Tahap berikutnya, berlatih metode seduhan. Pada tahap ini, paling banyak di digemari dunia adalah seduhan kopi V60. Full over atau seduhan ala Jepang. V60 itu seni kopi yang cukup rigid. Dari membedakan biji kopi, suhu, dari cara menuang atau puring, halus atau kasar gilingan, rasio perbandingan air dengan bubuknya.
Full Sesi ini dijadwalkan selama lima hari berturut-turut. Hasilnya ketiga peserta mampu membedakan rasa arabica dari berbagai daerah. Gayo Aceh, Kerinci, Jawa Barat, Bali, sampai ke Manggarai. Sementara 8 wilayah di Indonesia.
Tidak sampai di situ. Hasil dari seduhan V60 mereka, selanjutnya diuji oleh para barista di Jogja. Egalita Kopi mengundang para barista Jogja, datang dan mencicipi seduhan para peserta. Ketika para barista menyatakan baik, maka peserta dinyatakan lulus. Kemudian, kelas barista akan beranjak mempelajari ekspreso. Materi ini juga dipelajari dalam lima hari.
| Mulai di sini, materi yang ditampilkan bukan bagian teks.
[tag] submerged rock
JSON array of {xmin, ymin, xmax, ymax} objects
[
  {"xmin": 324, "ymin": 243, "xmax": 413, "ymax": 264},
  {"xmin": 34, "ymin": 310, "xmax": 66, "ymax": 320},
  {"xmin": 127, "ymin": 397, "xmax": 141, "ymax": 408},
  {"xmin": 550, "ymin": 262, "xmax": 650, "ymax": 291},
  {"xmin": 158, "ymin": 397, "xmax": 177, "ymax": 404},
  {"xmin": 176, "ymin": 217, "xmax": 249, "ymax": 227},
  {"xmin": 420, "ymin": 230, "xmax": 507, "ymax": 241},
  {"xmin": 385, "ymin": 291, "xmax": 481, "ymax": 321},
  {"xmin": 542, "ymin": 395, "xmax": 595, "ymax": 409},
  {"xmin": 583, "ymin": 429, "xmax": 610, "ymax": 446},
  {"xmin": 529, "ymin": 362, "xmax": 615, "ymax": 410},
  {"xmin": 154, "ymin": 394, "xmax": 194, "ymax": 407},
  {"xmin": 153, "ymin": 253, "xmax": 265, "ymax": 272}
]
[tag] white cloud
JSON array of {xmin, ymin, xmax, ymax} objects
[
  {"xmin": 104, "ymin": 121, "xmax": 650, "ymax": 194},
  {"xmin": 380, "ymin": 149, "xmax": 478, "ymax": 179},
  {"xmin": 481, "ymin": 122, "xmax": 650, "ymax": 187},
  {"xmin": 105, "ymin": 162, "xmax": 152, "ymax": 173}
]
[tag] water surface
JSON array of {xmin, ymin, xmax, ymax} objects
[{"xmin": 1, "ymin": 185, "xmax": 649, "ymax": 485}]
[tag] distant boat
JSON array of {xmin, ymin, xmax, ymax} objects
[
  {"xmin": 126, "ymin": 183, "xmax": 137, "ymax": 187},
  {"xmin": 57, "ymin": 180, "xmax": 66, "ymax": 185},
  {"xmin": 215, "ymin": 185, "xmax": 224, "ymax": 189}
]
Mulai dari americhano, capuchino, latte, mocachino, dan lain-lain. Setelah yakin mereka bisa, barulah ke yang lain. vietnam drink, moctail, seduhan kopi tubruk, dan lain sebagainya. Teori disampaikan oleh instruktur utama bernama Yopi dan Vregas. Waktunya pagi hingga siang untuk mengajarkan teori dan praktik. Berikutnya peserta akan mendalaminya dalam 3-4 hari, bersama Irwan. Untuk mengulang-ulang teori, sampai pada titik kesalahan yang bisa ditolerir.
Selama pelatihan, Irwan mengundang para pendekar kopi. Dengan tujuan melihat kompetensi para barista yang dididiknya. Tujuan lain, ketika kafe-kafe mereka butuh barista, dapat menerima barista tuna netra terlatih Kopi Egalita.
Karena, menjadi barista handal, diterapkan kepada semua peserta. Jika belum bisa bekerja di tempat orang, mereka bisa buka usaha di rumah. Untuk itu, pasca dinyatakan lulus kelas pelatihan, mereka akan mendapatkan alat kopi sederhana. “Mereka, dapat teori praktik dan alat kopi, biji kopi. Sehingga awal-awal bisa memulainya di rumah,” terang Irwan.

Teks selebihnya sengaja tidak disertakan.